Ross Lagerwall [Sat, 9 Apr 2016 14:07:21 +0000 (10:07 -0400)]
xsplice: Add support for alternatives
Add support for applying alternative sections within xsplice payload.
At payload load time, apply an alternative sections that are found.
Also we add an test-case exercising a rather useless alternative
(patching a NOP with a NOP) - but it does exercise the code-path.
Signed-off-by: Ross Lagerwall <ross.lagerwall@citrix.com> Signed-off-by: Konrad Rzeszutek Wilk <konrad.wilk@oracle.com> Reviewed-by: Andrew Cooper <andrew.cooper3@citrix.com> Reviewed-by: Jan Beulich <jbeulich@suse.com> Release-acked-by: Wei Liu <wei.liu2@citrix.com>
Ross Lagerwall [Wed, 20 Apr 2016 20:20:26 +0000 (16:20 -0400)]
xsplice: Add support for exception tables.
Add support for exception tables contained within xSplice payloads. If an
exception occurs search either the main exception table or a particular
active payload's exception table depending on the instruction pointer.
Also we add an test-case to make sure we have an exception that
is handled.
To not grow the code-base if xSplice is not compiled in we add
certain #define to help in determining if code needs to be __init
or not.
Signed-off-by: Ross Lagerwall <ross.lagerwall@citrix.com> Signed-off-by: Konrad Rzeszutek Wilk <konrad.wilk@oracle.com> Reviewed-by: Andrew Cooper <andrew.cooper3@citrix.com> Reviewed-by: Jan Beulich <jbeulich@suse.com> Release-acked-by: Wei Liu <wei.liu2@citrix.com>
Ross Lagerwall [Wed, 27 Apr 2016 15:30:54 +0000 (11:30 -0400)]
xsplice: Add support for bug frames.
Add support for handling bug frames contained with xsplice modules. If a
trap occurs search either the kernel bug table or an applied payload's
bug table depending on the instruction pointer.
Signed-off-by: Ross Lagerwall <ross.lagerwall@citrix.com> Signed-off-by: Konrad Rzeszutek Wilk <konrad.wilk@oracle.com> Reviewed-by: Andrew Cooper <andrew.cooper3@citrix.com> Reviewed-by: Jan Beulich <jbeulich@suse.com> Release-acked-by: Wei Liu <wei.liu2@citrix.com>
Ross Lagerwall [Wed, 27 Apr 2016 15:30:25 +0000 (11:30 -0400)]
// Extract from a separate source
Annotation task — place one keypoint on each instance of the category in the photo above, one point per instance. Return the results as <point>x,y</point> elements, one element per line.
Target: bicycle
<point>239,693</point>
x86, xsplice: Print payload's symbol name and payload name in backtraces
Naturally the backtrace is presented when an instruction
hits an bug_frame or %p is used.
The payloads do not support bug_frames yet - however the functions
the payloads call could hit an BUG() or WARN().
The traps.c has logic to scan for it this - and eventually it will
find the correct bug_frame and the walk the stack using %p to print
the backtrace. For %p and symbols to print a string - the
'is_active_kernel_text' is consulted which uses an 'struct virtual_region'.
Therefore we register our start->end addresses so that
'is_active_kernel_text' will include our payload address.
We also register our symbol lookup table function so that it can
scan the list of payloads and retrieve the correct name.
Lastly we change vsprintf to take into account s and namebuf.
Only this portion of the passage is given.